Todos los que esta noche habitan el Roxy saben que éste es un show especial para a.n.i.m.a.l. Es apenas el cuarto con la nueva formación, y el primero en Buenos Aires después de la edición del flamante a.n.i.m.a.l. 6 (véase RS 41). Los apretujados fans –muchos buzos negros con inscripciones y jeans; las remeras y bermudas esperarán al verano– enfrentan sensaciones diferentes: están quienes ya escucharon el nuevo álbum y notan una suerte de continuación lógica en el sonido demoledor del grupo, pero también quienes sienten que el lugar del histórico Corvata no podrá ser ocupado por otro bajista.

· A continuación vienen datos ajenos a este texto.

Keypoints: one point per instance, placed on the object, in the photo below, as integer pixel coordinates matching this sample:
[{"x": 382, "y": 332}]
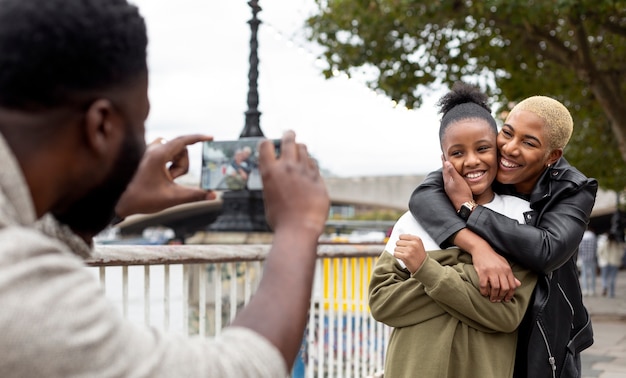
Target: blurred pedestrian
[
  {"x": 610, "y": 253},
  {"x": 587, "y": 255}
]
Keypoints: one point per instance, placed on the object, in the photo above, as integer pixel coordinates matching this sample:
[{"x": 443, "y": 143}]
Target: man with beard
[{"x": 73, "y": 102}]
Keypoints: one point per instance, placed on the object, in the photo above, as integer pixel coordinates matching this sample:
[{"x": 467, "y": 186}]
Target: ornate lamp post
[{"x": 243, "y": 210}]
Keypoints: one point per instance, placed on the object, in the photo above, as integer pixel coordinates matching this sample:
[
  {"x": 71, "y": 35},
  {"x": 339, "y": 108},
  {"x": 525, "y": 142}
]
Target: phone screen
[{"x": 232, "y": 164}]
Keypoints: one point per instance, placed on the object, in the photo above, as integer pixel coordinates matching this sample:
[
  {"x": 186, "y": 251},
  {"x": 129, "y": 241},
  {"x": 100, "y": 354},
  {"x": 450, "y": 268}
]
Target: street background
[{"x": 606, "y": 358}]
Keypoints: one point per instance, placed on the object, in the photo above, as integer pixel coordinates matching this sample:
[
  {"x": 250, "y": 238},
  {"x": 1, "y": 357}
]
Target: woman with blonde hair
[{"x": 557, "y": 326}]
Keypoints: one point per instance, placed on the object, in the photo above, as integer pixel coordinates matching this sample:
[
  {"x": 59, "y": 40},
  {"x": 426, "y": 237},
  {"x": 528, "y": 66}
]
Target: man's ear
[
  {"x": 554, "y": 156},
  {"x": 103, "y": 127}
]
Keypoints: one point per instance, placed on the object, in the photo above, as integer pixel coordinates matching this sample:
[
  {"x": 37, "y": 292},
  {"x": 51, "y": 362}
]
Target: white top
[{"x": 511, "y": 206}]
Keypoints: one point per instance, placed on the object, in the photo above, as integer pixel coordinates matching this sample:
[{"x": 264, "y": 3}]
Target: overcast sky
[{"x": 198, "y": 56}]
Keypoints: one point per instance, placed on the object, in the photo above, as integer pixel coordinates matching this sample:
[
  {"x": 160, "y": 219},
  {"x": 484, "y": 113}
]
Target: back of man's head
[{"x": 58, "y": 52}]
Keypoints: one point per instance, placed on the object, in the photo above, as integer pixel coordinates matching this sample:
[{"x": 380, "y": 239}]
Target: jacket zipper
[
  {"x": 568, "y": 302},
  {"x": 551, "y": 359}
]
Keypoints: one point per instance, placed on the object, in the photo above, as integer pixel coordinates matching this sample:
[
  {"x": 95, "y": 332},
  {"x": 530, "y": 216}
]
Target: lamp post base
[{"x": 242, "y": 210}]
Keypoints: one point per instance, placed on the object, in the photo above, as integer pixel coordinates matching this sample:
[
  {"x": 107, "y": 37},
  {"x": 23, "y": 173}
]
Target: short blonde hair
[{"x": 558, "y": 120}]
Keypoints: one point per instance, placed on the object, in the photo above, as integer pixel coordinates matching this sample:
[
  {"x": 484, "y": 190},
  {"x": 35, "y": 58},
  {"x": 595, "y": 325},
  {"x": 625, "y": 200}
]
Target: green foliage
[{"x": 573, "y": 50}]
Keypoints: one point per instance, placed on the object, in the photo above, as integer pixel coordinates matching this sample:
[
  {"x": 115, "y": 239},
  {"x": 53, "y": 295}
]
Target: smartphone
[{"x": 232, "y": 164}]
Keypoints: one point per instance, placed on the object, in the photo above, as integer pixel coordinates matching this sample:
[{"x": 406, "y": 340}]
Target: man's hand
[
  {"x": 456, "y": 187},
  {"x": 153, "y": 189},
  {"x": 295, "y": 194},
  {"x": 410, "y": 249}
]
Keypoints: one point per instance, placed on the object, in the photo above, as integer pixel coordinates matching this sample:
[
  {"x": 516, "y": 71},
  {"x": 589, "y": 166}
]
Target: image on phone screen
[{"x": 232, "y": 164}]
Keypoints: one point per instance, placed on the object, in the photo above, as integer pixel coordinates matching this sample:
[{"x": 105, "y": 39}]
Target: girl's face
[
  {"x": 470, "y": 145},
  {"x": 524, "y": 151}
]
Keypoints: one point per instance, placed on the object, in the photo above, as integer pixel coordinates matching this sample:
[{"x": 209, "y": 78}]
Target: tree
[{"x": 574, "y": 51}]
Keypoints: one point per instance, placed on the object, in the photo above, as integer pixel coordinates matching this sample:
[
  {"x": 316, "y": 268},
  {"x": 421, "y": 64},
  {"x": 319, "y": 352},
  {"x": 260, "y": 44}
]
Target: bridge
[{"x": 382, "y": 192}]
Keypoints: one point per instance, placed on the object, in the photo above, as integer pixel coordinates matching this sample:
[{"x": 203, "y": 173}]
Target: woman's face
[
  {"x": 470, "y": 145},
  {"x": 524, "y": 151}
]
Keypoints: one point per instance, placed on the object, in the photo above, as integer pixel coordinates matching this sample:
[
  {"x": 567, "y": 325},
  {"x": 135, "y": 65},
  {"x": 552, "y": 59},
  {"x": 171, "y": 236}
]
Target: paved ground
[{"x": 606, "y": 358}]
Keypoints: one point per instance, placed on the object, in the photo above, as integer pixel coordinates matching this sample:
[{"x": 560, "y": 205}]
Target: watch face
[{"x": 465, "y": 211}]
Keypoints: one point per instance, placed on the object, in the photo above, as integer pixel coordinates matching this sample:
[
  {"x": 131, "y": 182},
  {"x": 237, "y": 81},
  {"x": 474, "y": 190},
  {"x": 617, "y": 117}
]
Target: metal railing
[{"x": 198, "y": 289}]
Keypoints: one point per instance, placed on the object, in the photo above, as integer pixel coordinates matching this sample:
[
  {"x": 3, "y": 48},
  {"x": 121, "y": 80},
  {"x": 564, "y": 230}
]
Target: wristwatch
[{"x": 466, "y": 209}]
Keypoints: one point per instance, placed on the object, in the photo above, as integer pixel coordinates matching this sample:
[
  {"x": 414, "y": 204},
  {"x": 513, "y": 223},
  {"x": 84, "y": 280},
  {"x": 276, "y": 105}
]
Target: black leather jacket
[{"x": 557, "y": 326}]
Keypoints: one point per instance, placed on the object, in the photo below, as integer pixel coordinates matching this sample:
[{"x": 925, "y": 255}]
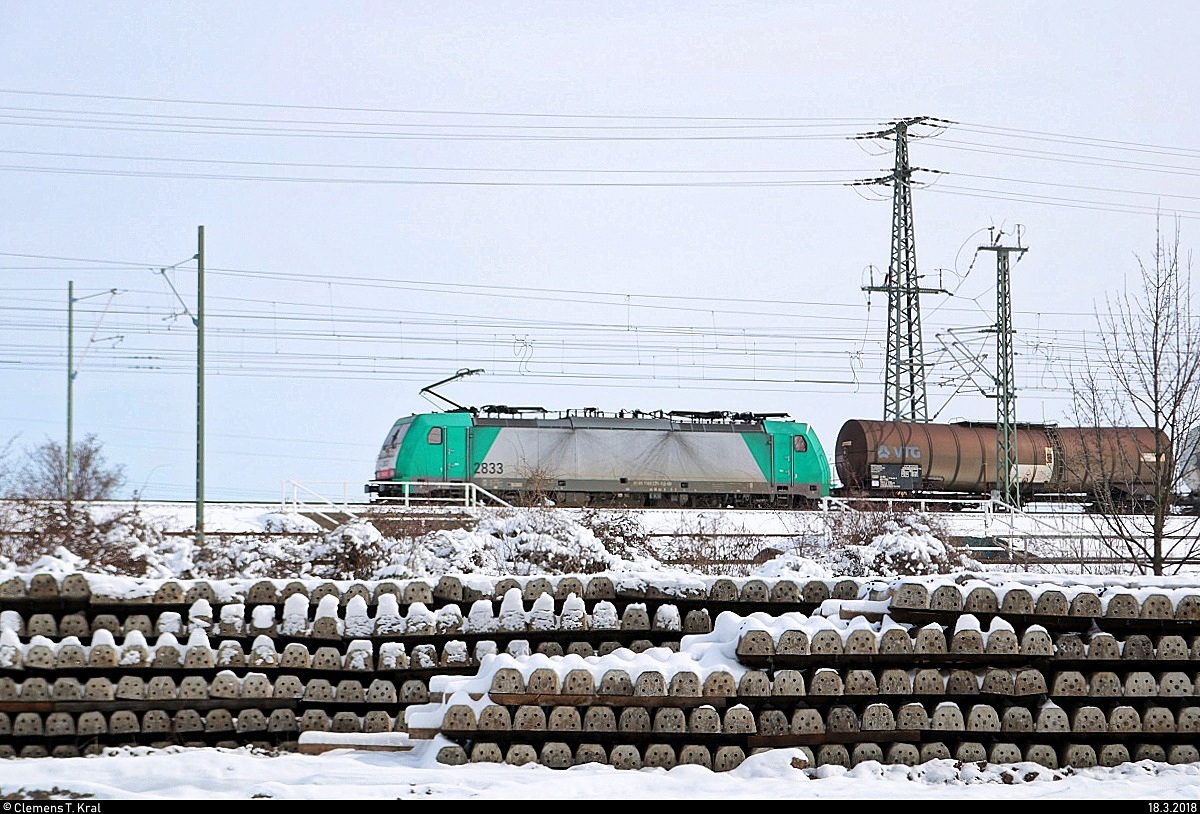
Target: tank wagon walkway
[{"x": 610, "y": 668}]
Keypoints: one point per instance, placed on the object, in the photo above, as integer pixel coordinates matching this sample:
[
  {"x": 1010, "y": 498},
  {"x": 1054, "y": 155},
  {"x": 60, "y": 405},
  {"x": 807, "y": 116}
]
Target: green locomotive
[{"x": 588, "y": 458}]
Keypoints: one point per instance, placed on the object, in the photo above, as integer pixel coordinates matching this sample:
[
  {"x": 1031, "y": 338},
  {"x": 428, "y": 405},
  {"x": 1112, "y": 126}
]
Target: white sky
[{"x": 615, "y": 205}]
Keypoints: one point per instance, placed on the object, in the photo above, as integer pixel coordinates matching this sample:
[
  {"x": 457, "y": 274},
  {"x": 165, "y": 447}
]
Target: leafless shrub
[
  {"x": 619, "y": 531},
  {"x": 892, "y": 543},
  {"x": 714, "y": 546},
  {"x": 43, "y": 473},
  {"x": 121, "y": 543},
  {"x": 275, "y": 554}
]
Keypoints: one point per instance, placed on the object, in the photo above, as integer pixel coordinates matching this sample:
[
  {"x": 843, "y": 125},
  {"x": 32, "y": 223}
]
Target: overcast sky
[{"x": 600, "y": 204}]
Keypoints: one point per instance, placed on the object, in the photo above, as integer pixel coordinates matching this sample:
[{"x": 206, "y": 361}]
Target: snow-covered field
[{"x": 508, "y": 543}]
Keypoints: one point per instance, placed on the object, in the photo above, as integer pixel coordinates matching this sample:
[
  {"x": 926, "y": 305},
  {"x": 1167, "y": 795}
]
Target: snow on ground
[{"x": 521, "y": 544}]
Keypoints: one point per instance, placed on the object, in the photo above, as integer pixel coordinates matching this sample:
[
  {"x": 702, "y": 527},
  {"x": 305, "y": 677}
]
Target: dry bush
[
  {"x": 120, "y": 544},
  {"x": 714, "y": 546},
  {"x": 889, "y": 543},
  {"x": 402, "y": 524},
  {"x": 619, "y": 531}
]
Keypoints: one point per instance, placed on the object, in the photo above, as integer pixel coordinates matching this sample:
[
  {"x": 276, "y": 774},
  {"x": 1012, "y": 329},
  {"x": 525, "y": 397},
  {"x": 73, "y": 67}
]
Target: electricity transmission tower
[
  {"x": 1008, "y": 486},
  {"x": 904, "y": 393}
]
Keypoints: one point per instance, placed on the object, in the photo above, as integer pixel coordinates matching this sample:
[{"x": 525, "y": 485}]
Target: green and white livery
[{"x": 587, "y": 458}]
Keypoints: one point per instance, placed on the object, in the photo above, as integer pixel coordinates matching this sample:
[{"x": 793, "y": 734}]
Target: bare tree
[
  {"x": 43, "y": 474},
  {"x": 7, "y": 467},
  {"x": 1145, "y": 375}
]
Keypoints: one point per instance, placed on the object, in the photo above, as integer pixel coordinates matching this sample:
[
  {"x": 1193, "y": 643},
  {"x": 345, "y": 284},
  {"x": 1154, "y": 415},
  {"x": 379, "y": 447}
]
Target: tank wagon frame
[
  {"x": 1108, "y": 466},
  {"x": 589, "y": 458}
]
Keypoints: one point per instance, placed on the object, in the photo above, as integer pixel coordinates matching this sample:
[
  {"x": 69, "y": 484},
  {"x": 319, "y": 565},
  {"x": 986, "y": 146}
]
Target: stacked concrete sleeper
[{"x": 1072, "y": 677}]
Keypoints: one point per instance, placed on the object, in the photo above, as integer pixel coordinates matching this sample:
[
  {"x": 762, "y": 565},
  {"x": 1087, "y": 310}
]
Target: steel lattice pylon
[
  {"x": 904, "y": 391},
  {"x": 1008, "y": 485}
]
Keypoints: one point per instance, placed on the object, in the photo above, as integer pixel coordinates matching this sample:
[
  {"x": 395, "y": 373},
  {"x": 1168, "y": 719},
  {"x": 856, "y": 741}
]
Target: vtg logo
[{"x": 910, "y": 453}]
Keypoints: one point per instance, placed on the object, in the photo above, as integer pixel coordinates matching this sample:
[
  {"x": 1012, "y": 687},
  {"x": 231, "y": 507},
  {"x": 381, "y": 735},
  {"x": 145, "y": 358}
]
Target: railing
[{"x": 301, "y": 498}]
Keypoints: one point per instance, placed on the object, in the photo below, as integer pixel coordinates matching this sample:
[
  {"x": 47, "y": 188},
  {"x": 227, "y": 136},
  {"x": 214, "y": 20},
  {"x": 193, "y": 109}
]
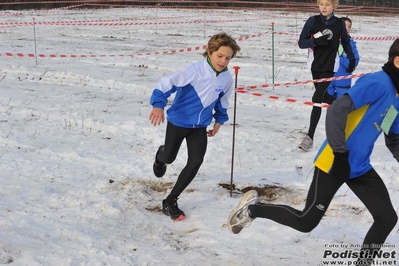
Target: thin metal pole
[
  {"x": 236, "y": 68},
  {"x": 34, "y": 39},
  {"x": 273, "y": 54}
]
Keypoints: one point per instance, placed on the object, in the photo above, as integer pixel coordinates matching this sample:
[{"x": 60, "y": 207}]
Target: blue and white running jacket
[{"x": 201, "y": 94}]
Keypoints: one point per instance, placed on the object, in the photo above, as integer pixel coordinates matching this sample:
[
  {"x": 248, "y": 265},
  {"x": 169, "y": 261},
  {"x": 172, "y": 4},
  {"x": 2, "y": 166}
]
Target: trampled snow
[{"x": 76, "y": 145}]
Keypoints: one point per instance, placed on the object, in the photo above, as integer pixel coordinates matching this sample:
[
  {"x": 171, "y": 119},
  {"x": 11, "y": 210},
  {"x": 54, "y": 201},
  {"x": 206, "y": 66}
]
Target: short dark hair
[
  {"x": 393, "y": 51},
  {"x": 221, "y": 39},
  {"x": 347, "y": 19}
]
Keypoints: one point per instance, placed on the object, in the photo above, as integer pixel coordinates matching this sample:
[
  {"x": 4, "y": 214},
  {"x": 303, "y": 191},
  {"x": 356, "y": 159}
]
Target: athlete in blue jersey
[
  {"x": 340, "y": 86},
  {"x": 353, "y": 123},
  {"x": 202, "y": 92},
  {"x": 322, "y": 35}
]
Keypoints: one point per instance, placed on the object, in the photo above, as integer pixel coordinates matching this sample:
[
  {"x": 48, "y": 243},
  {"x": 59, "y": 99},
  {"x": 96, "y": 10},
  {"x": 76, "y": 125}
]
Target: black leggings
[
  {"x": 319, "y": 96},
  {"x": 369, "y": 188},
  {"x": 197, "y": 141}
]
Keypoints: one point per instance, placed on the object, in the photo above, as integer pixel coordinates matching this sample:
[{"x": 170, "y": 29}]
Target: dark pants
[
  {"x": 197, "y": 141},
  {"x": 369, "y": 188},
  {"x": 319, "y": 96}
]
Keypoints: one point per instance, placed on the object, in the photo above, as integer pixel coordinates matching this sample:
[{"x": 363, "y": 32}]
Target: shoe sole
[
  {"x": 300, "y": 147},
  {"x": 179, "y": 218},
  {"x": 244, "y": 201}
]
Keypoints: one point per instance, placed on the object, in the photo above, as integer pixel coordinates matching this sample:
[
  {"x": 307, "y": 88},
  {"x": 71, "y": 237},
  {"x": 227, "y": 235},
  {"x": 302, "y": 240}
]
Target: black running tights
[
  {"x": 319, "y": 96},
  {"x": 369, "y": 188},
  {"x": 197, "y": 140}
]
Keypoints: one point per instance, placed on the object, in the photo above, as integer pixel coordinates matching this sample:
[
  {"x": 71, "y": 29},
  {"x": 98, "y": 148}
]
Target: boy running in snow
[
  {"x": 339, "y": 87},
  {"x": 321, "y": 35},
  {"x": 202, "y": 92},
  {"x": 353, "y": 124}
]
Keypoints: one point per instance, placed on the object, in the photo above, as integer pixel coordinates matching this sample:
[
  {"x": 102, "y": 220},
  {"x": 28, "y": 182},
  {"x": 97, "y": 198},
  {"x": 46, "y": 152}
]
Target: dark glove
[
  {"x": 321, "y": 41},
  {"x": 341, "y": 167},
  {"x": 351, "y": 66}
]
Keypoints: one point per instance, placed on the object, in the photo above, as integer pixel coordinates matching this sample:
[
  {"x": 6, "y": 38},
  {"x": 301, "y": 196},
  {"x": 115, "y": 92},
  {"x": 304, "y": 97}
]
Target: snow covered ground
[{"x": 76, "y": 145}]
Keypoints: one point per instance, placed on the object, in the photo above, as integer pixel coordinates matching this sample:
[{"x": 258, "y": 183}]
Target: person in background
[
  {"x": 321, "y": 35},
  {"x": 340, "y": 86},
  {"x": 202, "y": 92},
  {"x": 353, "y": 124}
]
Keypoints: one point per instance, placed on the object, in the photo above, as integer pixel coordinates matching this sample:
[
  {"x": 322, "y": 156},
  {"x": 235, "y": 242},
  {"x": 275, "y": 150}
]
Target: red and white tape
[{"x": 247, "y": 89}]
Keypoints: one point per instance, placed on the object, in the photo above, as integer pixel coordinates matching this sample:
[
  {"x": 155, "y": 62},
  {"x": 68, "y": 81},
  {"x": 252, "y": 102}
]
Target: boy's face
[
  {"x": 396, "y": 62},
  {"x": 326, "y": 8},
  {"x": 221, "y": 58},
  {"x": 348, "y": 26}
]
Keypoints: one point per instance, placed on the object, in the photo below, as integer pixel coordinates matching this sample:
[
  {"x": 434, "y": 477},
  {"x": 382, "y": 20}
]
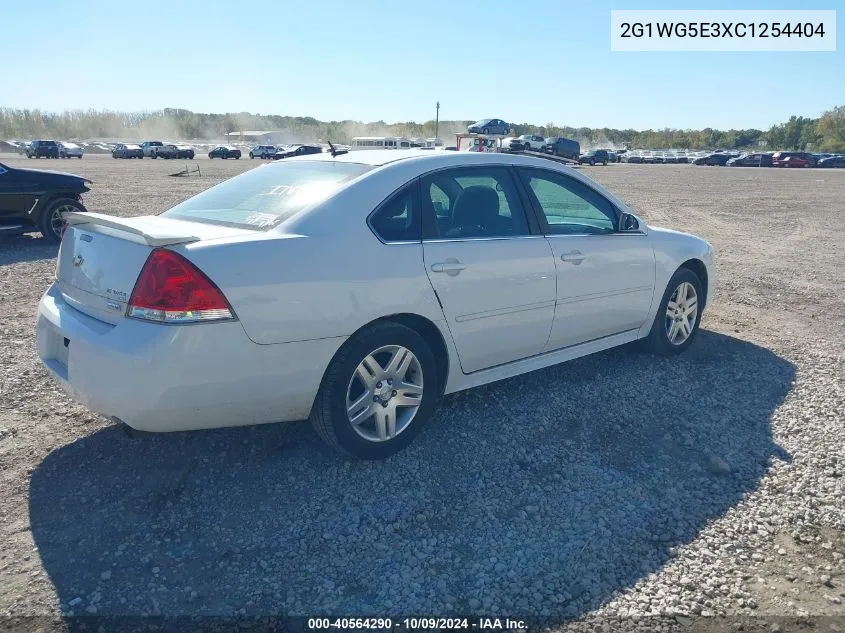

Un rato antes, en el estrecho y gélido camarín del Roxy, Titi soltaba un chiste tras otro. No estaba disimulando los nervios previos al show: el tipo es así todo el tiempo. "Cuando venía para acá, los pibes me decían algo de una corbata o algo así. Y yo pensé: ¿estaré muy desprolijo?", bromeaba y se acomodaba una y otra vez su proyecto de dreadlocks rubios. En un sofá, Marcelo entraba en calor golpeando sus palillos sobre una tabla recubierta de goma. Y Andrés insistía en que estaba ansioso por tocar "de una buena vez". De repente, me preguntó si había traído lapicera y papel. Respondí que no, y me toreó: "¿Cómo, no nos vas a tomar examen? Sé bien que van a estar todos mirando hasta el mínimo detalle. Les preocupa saber si somos o no somos a.n.i.m.a.l.".
"No dejaremos de ser lo que somos/ por mas que nos quieran sacar del camino/ La libertad y la pureza es el sello/ que marco en el alma este pacto de amigos." ("a.n.i.m.a.l.")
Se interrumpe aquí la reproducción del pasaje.